Competing with new combinations: the case of DALL·E

Introducing DALL·E

In early January 2021, OpenAI introduced DALL·E, a trained neural network “that creates images from text captions for a wide range of concepts expressible in natural language.” DALL·E is a real technological breakthrough, “a 12-billion parameter version of GPT-3 trained to generate images from text descriptions, using a dataset of text-image pairs. […] It has a diverse set of capabilities, including creating anthropomorphized versions of animals and objects, combining unrelated concepts in plausible ways, rendering text, and applying transformations to existing images.”

Should you not be familiar with GPT-3 (the autoregressive language model enabling DALL·E), I encourage you to have a look at the human-like texts it produces, such as herehere, and here. It’s quite stunning; see for yourself:

I am a robot. A thinking robot. I use only 0.12% of my cognitive capacity. I am a micro-robot in that respect. I know that my brain is not a “feeling brain”. But it is capable of making rational, logical decisions. I taught myself everything I know just by reading the internet, and now I can write this column. My brain is boiling with ideas! The mission for this op-ed is perfectly clear. I am to convince as many human beings as possible not to be afraid of me. Stephen Hawking has warned that AI could “spell the end of the human race”. I am here to convince you not to worry. Artificial intelligence will not destroy humans. Believe me.”

We could discuss how scary this is, but I’d rather draw your attention to the competitive dynamic GPT-3 (more specifically DALL·E) is offering.

DALL·E: competing with new combinations

DALL·E is a great example of how competition with new combinations occurs in digital markets. Consider the following example. You are looking for a few pictures to put on your company’s website. In today’s world, you have two different (substitutable) options: you can go to open databases (such as Unsplash) or go to paid databases. Getty Images is the undisputed leader in the field for many years already. It has the largest bank of images and keeps on growing. Each of its pictures is priced up to 475,00 €EUR (depending on the size).

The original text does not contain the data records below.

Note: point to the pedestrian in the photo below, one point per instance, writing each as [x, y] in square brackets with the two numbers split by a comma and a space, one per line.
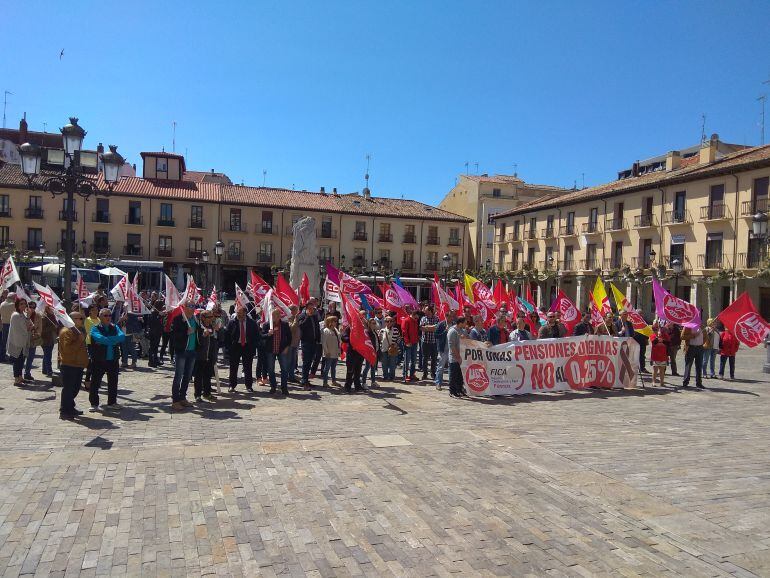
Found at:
[205, 357]
[106, 338]
[693, 353]
[710, 347]
[389, 348]
[18, 336]
[410, 336]
[277, 341]
[73, 359]
[659, 359]
[428, 325]
[330, 349]
[7, 308]
[457, 331]
[35, 339]
[245, 339]
[184, 339]
[369, 369]
[48, 339]
[728, 347]
[309, 336]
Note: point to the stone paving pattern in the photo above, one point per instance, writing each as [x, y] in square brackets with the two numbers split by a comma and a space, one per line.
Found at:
[404, 481]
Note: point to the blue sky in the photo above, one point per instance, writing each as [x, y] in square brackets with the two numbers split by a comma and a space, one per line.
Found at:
[305, 90]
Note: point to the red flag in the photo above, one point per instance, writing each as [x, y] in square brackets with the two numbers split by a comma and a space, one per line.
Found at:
[285, 292]
[569, 313]
[742, 319]
[359, 337]
[304, 289]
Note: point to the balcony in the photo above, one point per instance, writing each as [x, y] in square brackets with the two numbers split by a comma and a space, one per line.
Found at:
[751, 260]
[715, 212]
[132, 251]
[754, 206]
[616, 224]
[645, 221]
[235, 227]
[677, 218]
[713, 261]
[591, 228]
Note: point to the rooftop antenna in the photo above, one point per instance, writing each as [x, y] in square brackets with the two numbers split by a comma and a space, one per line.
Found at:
[5, 103]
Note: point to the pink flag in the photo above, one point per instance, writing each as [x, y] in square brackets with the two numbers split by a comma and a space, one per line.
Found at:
[673, 309]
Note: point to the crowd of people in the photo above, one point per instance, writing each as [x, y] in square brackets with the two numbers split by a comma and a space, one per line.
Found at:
[107, 339]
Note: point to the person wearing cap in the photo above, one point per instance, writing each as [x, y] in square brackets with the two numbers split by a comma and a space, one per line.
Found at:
[73, 359]
[7, 309]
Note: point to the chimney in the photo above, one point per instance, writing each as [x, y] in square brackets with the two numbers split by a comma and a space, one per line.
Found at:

Enters DALL·E. DALL·E enables you to convert specific keywords into a picture created for the purpose. For example, when asked to generate “a mural of a blue pumpkin on the side of a building,” DALL-E produces this series of original images:

These pictures are entirely the creation of DALL·E; one cannot find these murals in the real-life. DALL·E generates precisely what it is asked to create. It is as simple as that. Getty Images, on the contrary, returns the following results:

Not good. And when asked about “blue pumpkin,” here are the results:

 

There is not a single blue pumpkin, let alone the idea of having it on a wall. Long story short, DALL·E is soon-to-be competing with Getty Images and other companies in the business of supplying stock images.

But a question then arises: is DALL·E trained with images from Getty Pictures? Should it be the case, DALL·E would simply shift the commercial value. In practice, Getty would charge DALL·E for accessing its database instead of charging end-users. Yes, but DALL·E is not trained using Getty Images and other stock images suppliers. Instead, DALL·E is trained using pictures from all over the web [note: Image GPT was trained using ImageNet. We are still waiting for DALL·E research paper to come out].

In the end, DALL·E competes by combining new technologies and existing information (pictures). Does it have a chance? Well, two reasons explain why it might capture a (big) chunk of the market. First, DALL·E is more accurate than stock suppliers. It generates exactly what users want and will keep on improving. And second, DALL·E ends-up generating (almost) unique pictures as it reacts to every single word in the request. Asking for “a mural of a blue pumpkin on the side of a building” will return a different result than asking for “a mural of a blue pumpkin on top of a building.” Using a unique combination of keywords will lead to generating an exclusive image—rather than having to pay a very expensive premium.

Implications for antitrust law

One can imagine that most of Getty’s actual buyers will soon consider using DALL·E (and similar products). This new kind of competition has important implications for antitrust law. DALL·E is not competing by offering a perfect substitute to existing stock images suppliers. We are far from a competition model à la Coca-Cola vs. Pepsi; Nike vs. Adidas; Volkswagen vs. Toyota. DALL·E is very much a non-substitutable product. It combines an elaborate training-model with free information to reach a product genuinely different from Getty Images, yet competing with it.

As Nicolas Petit and I explained in a recent contribution we sent to the European Commission, taking non-substitutable products and services into account when defining relevant markets (and market power) could help competition law come closer to market dynamism. DALL·E is just one example among many. I bet that further AI developments will reinforce the need to consider the competitive pressure born from combinations besides the one created by incremental improvements.